Competition from 32-bit systems prompted Nintendo to develop the 64-bit system that became known as Nintendo 64.

Just as Atari ushered in the dawn of the home video game, Nintendo is largely considered to be the company that revolutionized the industry with the introduction of the Nintendo Entertainment System (NES) in 1985. An 8-bit system based on the 6502 processor and some custom chips, the NES came together with Super Mario Brothers; this inclusion of an accurate home version of one of the most popular arcade games at the time turned out to be pure genius. Sales of the NES were phenomenal. This established Nintendo as the dominant home video game manufacturer until the late '90s, when it was eclipsed by the rival Sony PlayStation.

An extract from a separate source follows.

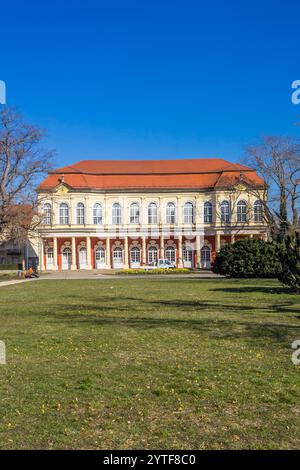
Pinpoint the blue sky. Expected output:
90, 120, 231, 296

In 1989, Nintendo introduced a new 16-bit system dubbed the Super Nintendo Entertainment System (SNES). Within a couple of years, rivals had introduced 32-bit systems that eclipsed the capabilities of the SNES. So, Nintendo announced an agreement with Silicon Graphics Inc. (SGI) to develop a new 64-bit video game system, code-named Project Reality. Although SGI had never designed video game hardware before, the company was regarded as one of the leaders in computer graphics technology.

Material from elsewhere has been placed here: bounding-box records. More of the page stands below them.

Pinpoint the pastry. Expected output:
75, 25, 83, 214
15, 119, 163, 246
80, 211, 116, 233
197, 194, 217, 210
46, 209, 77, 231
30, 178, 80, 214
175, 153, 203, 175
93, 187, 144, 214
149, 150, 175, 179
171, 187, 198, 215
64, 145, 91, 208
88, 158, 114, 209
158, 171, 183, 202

After several years of development, the system was finally released in 1996 as the Nintendo 64. But the delays and shortage of games during the first year of availability gave the advantage to Sony, who had released the PlayStation over a year earlier. Nintendo is facing the same situation again with the Sony PlayStation 2 debuting in 2000, while Nintendo's Gamecube is not due until Fall 2001.